The course introduces the basics of modeling and predicting match outcomes. We will provide an introduction to standard modeling techniques such as Generalized Linear Models (GLMs), regression and classification trees (CARTs), and random forests. Moreover, the course will address different sports, such as football (soccer), handball, and tennis.

The lessons combine theoretical topics with practical examples using R software.

 

Introductory background

Egidi, L., Karlis, D., Ntzoufras, I. (2025). Predictive Modelling for Football Analytics. 1st Edition. Chapman & Hall. ISBN 9781032030630.
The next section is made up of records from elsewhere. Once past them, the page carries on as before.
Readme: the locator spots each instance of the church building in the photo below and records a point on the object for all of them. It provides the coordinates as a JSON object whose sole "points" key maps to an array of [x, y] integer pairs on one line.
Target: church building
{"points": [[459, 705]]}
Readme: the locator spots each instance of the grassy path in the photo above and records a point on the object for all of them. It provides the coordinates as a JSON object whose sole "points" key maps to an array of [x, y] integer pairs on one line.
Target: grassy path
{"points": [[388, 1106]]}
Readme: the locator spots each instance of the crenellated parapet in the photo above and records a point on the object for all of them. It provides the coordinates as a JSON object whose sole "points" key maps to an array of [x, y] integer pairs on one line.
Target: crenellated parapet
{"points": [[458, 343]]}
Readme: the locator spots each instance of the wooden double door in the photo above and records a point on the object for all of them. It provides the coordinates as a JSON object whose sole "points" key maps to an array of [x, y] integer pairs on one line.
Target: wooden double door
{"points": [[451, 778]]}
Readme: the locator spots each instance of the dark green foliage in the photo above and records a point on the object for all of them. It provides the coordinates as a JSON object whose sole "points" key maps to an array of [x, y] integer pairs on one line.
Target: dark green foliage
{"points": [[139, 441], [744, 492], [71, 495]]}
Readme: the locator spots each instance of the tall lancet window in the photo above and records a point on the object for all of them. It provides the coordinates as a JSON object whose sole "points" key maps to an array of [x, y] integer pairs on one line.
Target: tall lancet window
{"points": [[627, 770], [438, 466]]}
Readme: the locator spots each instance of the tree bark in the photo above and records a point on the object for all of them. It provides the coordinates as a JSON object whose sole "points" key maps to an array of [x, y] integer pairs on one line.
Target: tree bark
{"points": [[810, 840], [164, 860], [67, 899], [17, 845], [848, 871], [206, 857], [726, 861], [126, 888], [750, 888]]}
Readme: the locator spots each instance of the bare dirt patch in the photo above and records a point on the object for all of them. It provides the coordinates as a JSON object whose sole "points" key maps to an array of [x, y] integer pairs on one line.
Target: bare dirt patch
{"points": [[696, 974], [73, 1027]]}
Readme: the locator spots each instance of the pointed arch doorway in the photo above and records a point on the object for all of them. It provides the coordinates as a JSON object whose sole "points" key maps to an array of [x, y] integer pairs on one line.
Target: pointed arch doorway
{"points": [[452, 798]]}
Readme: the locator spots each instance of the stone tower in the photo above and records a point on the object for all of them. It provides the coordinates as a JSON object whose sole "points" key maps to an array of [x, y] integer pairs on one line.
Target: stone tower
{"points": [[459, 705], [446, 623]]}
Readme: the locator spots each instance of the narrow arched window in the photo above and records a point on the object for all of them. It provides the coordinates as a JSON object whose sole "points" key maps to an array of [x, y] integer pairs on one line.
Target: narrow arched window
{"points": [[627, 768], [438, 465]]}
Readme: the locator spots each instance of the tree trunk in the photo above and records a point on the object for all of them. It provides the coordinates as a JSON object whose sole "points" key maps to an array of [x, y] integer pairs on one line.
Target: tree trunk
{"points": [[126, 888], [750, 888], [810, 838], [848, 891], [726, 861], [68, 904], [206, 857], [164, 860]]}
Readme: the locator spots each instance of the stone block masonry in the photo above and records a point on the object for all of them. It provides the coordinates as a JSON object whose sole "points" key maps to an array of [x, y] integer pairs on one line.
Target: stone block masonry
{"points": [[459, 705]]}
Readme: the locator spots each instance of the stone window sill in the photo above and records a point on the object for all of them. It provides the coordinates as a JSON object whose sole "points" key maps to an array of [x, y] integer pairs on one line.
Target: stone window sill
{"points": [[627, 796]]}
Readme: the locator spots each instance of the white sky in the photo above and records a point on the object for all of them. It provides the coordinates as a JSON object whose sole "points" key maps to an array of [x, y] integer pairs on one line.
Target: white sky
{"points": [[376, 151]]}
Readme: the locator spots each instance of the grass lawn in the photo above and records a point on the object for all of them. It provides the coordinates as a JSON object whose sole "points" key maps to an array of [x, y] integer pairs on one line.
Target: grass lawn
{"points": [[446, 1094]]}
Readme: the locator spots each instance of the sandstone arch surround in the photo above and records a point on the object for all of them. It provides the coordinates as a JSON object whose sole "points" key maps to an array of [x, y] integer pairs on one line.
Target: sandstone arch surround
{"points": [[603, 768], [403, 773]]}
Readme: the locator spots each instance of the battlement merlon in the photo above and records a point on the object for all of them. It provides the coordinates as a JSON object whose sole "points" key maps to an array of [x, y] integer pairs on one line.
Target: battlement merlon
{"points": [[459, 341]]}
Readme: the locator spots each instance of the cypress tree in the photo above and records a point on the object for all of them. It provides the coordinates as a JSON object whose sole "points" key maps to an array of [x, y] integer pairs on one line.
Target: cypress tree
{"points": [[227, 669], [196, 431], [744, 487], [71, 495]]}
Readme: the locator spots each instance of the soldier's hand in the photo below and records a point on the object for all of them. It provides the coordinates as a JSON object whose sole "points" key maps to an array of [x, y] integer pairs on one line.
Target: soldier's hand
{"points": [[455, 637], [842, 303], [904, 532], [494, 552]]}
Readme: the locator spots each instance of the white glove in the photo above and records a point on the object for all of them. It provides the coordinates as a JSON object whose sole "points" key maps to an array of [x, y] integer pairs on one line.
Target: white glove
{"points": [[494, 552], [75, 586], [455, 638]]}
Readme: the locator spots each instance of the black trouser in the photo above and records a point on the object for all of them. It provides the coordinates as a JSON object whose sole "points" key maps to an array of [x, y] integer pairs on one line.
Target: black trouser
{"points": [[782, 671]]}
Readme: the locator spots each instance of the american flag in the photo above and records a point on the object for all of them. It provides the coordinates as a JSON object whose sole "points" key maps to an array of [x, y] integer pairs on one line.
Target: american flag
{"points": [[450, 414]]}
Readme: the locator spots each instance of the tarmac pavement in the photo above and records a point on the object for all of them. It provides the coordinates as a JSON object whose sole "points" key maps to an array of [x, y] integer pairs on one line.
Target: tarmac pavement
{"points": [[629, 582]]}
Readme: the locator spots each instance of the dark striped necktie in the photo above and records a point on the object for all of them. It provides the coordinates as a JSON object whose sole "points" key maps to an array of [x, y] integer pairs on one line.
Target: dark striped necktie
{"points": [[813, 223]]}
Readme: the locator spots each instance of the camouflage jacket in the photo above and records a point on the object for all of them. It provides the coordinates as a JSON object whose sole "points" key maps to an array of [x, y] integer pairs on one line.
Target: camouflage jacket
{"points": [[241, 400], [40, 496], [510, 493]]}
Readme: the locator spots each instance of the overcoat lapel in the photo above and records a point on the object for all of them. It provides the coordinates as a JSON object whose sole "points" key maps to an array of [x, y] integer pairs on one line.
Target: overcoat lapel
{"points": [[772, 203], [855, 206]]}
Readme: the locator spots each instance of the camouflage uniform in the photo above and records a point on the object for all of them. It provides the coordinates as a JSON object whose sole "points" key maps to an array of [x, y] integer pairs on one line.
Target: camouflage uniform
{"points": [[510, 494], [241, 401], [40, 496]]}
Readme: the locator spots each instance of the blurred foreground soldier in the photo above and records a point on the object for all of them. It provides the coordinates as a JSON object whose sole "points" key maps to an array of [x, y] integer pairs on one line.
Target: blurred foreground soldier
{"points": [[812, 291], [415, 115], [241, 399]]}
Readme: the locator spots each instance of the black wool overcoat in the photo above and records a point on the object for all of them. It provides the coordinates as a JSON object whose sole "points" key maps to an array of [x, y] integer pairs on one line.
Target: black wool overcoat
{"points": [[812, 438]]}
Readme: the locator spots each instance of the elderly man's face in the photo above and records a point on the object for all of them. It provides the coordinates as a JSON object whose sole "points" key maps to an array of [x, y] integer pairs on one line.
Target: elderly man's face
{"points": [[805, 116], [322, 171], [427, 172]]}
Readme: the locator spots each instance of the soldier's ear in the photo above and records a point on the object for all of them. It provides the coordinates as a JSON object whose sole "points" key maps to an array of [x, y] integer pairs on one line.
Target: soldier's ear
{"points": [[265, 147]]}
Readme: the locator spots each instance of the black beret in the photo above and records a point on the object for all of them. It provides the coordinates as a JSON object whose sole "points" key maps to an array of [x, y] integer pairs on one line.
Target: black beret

Aldous, D. (2017) Elo Ratings and the Sports Model: A Neglected Topic in Applied Probability? Statistical. Science   32, 616–629

Cattelan, M.; Varin, C.; Firth, D. (2013) Dynamic Bradley–Terry modelling of sports tournaments. Applied Statistics, 62, 135–150

Kovalchik, S. A. (2023). Player tracking data in sports. Annual Review of Statistics and Its Application, 10(1), 677-697.

Fahrmeir, L., Kneib, T., Lang, S., Marx, B. (2021). Regression – Models, Methods and Applications. New York: Springer.

Hastie, T., Tibshirani, R., Friedman, J. (2009). The Elements of Statistical Learning – Data Mining, Inference, and Prediction. New York: Springer

 

Facilities Required

– Software: R (open source), RStudio, R packages: ranger, party, rpart, mlr3, WinBUGS/OpenBUGS, BradleyTerry2, elo, footBayes

– Course Material. All course materials, including the data and R scripts for the examples, will be made available for course participants.